Angst ist Alis (Name geändert) ständiger Begleiter. Wenn er einen Polizisten sieht oder in seiner Wohnung. „Es ist sehr schwer“, sagt er. Schon einmal kam die Fremdenpolizei um drei Uhr Früh in seine WG. Sie suchten einen Freund. Ali schlief in seinem Bett, als plötzlich Beamte in seinem Zimmer standen. Das prägt. „Das kann mir nun auch passieren“, sagt er leise.

Seit drei Jahren lebt der 19-jährige Afghane in NÖ.  Geflohen war er aus dem Iran. Ein Familienmitglied war dort umgebracht worden. Afghanistan hat seine Familie verlassen, als Ali sechs Jahre alt war. Der 19-Jährige hat sich integriert. „Ich liebe Österreich“, sagt er. Im Herbst begann er an einer HTL die Ausbildung zum Innenarchitekten. Doch Ali hat Ende März in 2. Instanz einen negativen Asylbescheid erhalten – gegen den er Einspruch einlegen will.  „Ich kann nicht in Afghanistan leben, ich habe dort niemanden.“ Untertauchen will er nicht. „Ich kann nirgend wo hin“, erklärt er.

Angst begleitet auch die Unterstützer, die sich  um die jungen Flüchtlinge bemühen. Angst, dass die Polizei an die Tür klopft und Angst, dass ihren Schützlingen etwas passiert. Einige sind sogar so weit, dass sie den Flüchtlingen helfen, sich zu verstecken. Eine Unterstützerin  erklärt gegenüber dem KURIER, dass sie sich vielfach an die Situation im Zweiten Weltkrieg erinnert fühlt. „Viele schauen weg, andere sind verhetzt und dann gibt es die verzweifelten Helfer“, sagt sie. Am Praterstern empfinde sie die Polizisten mittlerweile bedrohlicher, als die Gruppen junger Migranten.
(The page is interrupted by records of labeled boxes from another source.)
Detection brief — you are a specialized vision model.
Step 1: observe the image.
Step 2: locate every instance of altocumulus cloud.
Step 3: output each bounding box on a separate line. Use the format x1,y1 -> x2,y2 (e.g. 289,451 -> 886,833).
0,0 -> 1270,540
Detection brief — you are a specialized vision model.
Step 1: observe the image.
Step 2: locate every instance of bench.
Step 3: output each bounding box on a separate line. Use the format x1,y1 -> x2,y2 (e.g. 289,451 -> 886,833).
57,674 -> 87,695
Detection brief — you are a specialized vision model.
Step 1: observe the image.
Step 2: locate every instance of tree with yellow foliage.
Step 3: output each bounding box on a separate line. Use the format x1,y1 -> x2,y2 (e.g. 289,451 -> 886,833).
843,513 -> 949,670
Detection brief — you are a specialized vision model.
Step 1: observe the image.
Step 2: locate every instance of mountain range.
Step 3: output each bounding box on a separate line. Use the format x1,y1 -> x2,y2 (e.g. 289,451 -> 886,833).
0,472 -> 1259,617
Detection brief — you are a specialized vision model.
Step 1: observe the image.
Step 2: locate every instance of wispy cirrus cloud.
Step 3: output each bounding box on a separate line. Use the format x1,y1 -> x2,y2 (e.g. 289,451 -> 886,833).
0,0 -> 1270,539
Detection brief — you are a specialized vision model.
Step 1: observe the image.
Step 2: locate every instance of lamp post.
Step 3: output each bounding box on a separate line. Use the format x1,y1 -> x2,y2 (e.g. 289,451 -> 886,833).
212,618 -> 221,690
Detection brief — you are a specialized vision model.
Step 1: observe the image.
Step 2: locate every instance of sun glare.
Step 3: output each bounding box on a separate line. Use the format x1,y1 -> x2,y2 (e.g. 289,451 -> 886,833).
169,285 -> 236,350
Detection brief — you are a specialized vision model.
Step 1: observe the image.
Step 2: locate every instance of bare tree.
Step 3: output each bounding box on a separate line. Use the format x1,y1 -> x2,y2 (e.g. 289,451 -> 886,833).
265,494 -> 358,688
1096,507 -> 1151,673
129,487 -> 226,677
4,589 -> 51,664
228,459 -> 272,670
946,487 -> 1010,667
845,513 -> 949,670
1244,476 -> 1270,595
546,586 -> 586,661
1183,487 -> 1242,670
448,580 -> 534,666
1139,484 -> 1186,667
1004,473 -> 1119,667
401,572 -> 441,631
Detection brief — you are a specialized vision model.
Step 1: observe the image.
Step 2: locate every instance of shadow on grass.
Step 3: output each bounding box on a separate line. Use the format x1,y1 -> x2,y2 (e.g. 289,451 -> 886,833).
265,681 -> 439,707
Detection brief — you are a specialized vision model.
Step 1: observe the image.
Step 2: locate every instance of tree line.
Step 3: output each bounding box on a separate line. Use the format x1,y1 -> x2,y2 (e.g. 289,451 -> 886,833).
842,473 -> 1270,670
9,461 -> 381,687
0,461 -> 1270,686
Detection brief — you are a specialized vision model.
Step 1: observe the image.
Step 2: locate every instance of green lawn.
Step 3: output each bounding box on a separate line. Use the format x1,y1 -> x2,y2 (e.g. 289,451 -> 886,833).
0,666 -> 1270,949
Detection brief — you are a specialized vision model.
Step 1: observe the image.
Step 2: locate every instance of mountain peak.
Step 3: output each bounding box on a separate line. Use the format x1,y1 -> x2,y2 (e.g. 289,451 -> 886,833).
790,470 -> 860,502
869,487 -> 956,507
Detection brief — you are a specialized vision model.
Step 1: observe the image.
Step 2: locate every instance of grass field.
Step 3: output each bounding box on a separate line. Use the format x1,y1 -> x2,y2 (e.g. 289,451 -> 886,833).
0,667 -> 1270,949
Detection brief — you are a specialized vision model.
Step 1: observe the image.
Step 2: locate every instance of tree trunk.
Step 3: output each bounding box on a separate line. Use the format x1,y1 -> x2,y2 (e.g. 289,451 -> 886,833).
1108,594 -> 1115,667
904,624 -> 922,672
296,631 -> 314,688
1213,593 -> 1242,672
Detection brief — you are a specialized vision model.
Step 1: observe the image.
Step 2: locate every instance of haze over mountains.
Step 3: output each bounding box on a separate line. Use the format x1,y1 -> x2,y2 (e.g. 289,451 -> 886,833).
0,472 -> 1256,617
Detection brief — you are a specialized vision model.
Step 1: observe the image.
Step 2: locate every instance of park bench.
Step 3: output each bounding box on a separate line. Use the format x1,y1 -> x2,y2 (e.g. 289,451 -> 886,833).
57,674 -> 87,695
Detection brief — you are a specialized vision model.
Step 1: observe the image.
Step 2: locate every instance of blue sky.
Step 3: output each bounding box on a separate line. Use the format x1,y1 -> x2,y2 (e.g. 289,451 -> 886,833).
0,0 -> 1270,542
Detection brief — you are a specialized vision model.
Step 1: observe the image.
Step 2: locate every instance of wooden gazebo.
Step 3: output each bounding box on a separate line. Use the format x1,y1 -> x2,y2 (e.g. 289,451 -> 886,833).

„Meine Familie, unbescholtene Bürger, fragt sich, was sie tun soll, wenn die Polizei kommt“, erzählt Peter M., der seinen echten Namen nicht preis geben will. Zu groß ist seine Sorge ins Visier der Behörden zu geraten. Sein Patenkind ist abgetaucht, als der Afghane  den negativen Bescheid in 2. Instanz erhielt. Wohin, weiß M. nicht. Fayez (Name geändert) fürchtet um sein Leben, denn er  ist vor einem Jahr zum christlichen Glauben übergetreten und am Ostersonntag  getauft worden. In seinem Verfahren war das unerheblich. Zwei Mal suchten die Behörden schon nach ihm. Zuletzt durchsuchte die Polizei am Ostersamstag seine WG und seine ehemalige Unterkunft für minderjährige Flüchtlinge. „Ich rechne damit, dass bald auch bei mir die Polizei steht“, sagt M.